@paolam I'm guessing that you have an older version of Maple that doesn't allow **local** in arrow procedures and doesn't allow embedded **for **loops.

Usually the best way to create a matrix is to provide a procedure which initializes its entries. The arguments of the procedure are the indices (represented by the parameters **i** and **j** in this case). (This method can be generalized to arrays with any number of dimensions.)

**M:= Matrix(**

(81,24), **#need explicit dimensions for this method; parentheses are optional**

** proc(i,j) local k;**

[seq](indice(C[i][1][k], rorder(orders[j], Sets[k])), k= 1..4)

end proc

);

Procedures can be coded as **proc(i,j)** ... **end proc** or simply **(i,j)->**** **...; however, allowing **local** in these *arrow expressions*** **is a relatively recent innovation. (Arrow expressions are called *lambda expressions* in the functional programming community.)

The second method constructs your matrix from a list of lists of lists. The dimensions of the matrix are determined by the sizes of the outer two levels of lists, and specifying them is optional. This method is less efficient because it constructs lists that are ultimately not needed, namely the out two levels. For older Maple, it can be replaced by

**M:= Matrix(**

(81,24), #optional line

[seq](

[seq]([seq](indice(C[i][1][k], rorder(orders[j], Sets[k])), k= 1..4), j= 1..24),

i= 1..81

)

);

The **seq** command is old command (still perfectly fine though) that's equivalent to a simple *embedded* **for **loop, which is a recent innovation. Embedded **for** loops are extremely flexible and just as efficient as **seq**, often more efficient.

You initially mentioned "table" as well as "matrix". Tables are a different container structure, and the difference between a table and a matrix is probably too subtle to be worth explaining at this point. In the code in your Question, **M **was an unassigned variable when you first used

**M[i][j]:= **...

This caused **M **to be a **table** of **table**s; and using instead **M[i,j]:= **... would make it a one-level table.

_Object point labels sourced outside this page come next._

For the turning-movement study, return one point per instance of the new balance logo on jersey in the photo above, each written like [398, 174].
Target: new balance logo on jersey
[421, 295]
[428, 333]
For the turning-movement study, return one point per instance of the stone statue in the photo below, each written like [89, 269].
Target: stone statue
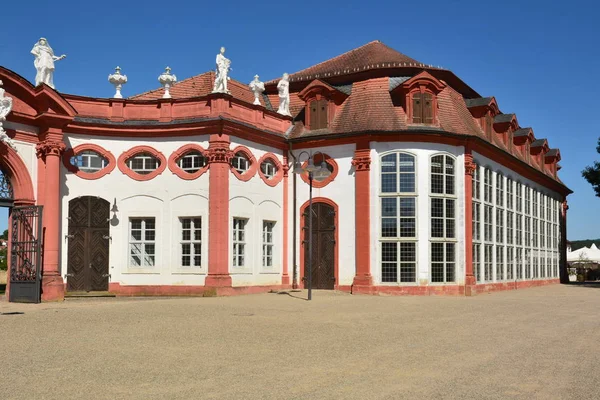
[44, 62]
[284, 95]
[223, 67]
[257, 88]
[5, 108]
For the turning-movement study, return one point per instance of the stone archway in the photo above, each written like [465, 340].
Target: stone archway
[19, 191]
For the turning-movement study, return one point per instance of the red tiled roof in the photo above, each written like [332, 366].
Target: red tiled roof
[368, 56]
[196, 86]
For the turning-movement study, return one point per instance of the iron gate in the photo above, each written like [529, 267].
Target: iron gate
[25, 254]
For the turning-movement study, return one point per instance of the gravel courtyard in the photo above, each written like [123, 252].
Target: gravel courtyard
[538, 343]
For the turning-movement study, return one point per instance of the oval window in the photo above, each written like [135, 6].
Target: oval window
[143, 163]
[192, 161]
[268, 168]
[240, 162]
[89, 161]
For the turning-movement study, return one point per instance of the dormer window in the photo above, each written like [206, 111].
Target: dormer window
[318, 114]
[240, 162]
[422, 111]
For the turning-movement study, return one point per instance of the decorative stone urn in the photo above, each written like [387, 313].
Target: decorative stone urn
[118, 81]
[167, 79]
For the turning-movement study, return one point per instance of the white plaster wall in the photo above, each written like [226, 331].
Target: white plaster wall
[26, 151]
[340, 191]
[423, 153]
[256, 201]
[166, 198]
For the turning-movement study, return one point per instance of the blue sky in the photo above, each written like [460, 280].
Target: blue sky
[538, 58]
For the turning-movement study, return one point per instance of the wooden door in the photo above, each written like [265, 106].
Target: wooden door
[88, 244]
[323, 260]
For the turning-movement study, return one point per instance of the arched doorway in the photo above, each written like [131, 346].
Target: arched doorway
[88, 249]
[324, 235]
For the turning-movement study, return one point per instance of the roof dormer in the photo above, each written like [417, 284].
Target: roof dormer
[420, 98]
[321, 101]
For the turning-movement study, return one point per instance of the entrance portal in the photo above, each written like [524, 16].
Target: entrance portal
[87, 268]
[323, 257]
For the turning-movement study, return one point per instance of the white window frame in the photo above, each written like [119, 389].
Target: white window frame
[237, 244]
[143, 241]
[398, 240]
[144, 156]
[266, 243]
[86, 157]
[447, 241]
[192, 155]
[192, 242]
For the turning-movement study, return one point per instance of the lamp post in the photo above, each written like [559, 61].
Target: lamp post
[318, 172]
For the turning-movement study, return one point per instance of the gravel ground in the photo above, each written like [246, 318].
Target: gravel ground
[537, 343]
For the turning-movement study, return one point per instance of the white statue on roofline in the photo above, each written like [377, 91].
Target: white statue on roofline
[44, 62]
[257, 87]
[222, 73]
[284, 95]
[5, 108]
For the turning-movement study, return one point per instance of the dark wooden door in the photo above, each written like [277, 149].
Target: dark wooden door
[88, 244]
[323, 260]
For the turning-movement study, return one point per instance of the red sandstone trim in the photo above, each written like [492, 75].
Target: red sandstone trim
[451, 290]
[362, 211]
[18, 174]
[66, 158]
[318, 160]
[188, 290]
[278, 176]
[304, 238]
[121, 162]
[246, 176]
[285, 278]
[180, 152]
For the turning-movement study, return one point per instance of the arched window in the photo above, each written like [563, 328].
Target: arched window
[476, 218]
[398, 218]
[499, 203]
[443, 215]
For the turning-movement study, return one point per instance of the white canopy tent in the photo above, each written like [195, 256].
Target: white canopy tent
[585, 255]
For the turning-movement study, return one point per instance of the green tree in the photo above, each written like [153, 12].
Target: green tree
[592, 173]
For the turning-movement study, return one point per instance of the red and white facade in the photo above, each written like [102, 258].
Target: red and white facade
[432, 190]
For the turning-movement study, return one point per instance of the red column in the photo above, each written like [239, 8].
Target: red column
[50, 150]
[219, 157]
[363, 281]
[285, 278]
[563, 273]
[469, 171]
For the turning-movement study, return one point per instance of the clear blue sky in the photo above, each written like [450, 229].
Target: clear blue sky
[538, 58]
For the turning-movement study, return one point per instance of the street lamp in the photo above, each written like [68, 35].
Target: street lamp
[318, 172]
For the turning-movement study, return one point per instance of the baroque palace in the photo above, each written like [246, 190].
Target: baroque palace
[420, 185]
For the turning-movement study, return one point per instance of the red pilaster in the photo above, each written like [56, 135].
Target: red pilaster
[219, 156]
[285, 278]
[469, 171]
[363, 281]
[563, 273]
[50, 151]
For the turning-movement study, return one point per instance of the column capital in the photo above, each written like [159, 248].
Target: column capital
[50, 148]
[362, 160]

Finally, it's *extremely* inefficient to construct a list in a loop like this:

**L:= [op(L), **...**]**

Every newbie (including myself many years ago) seems to do this though; the idea is quite natural. The inefficiency is due to an idiosyncracy of Maple's lists known as *immutability *which makes then very efficient when you don't try to modify them after their initial construction. Sets and sequences are also immutable containers subject to the same inefficiency trap if you try to modify them after their initial construction. Matrices, arrays, and tables are *mutable*, so there's no problem with changing their entries.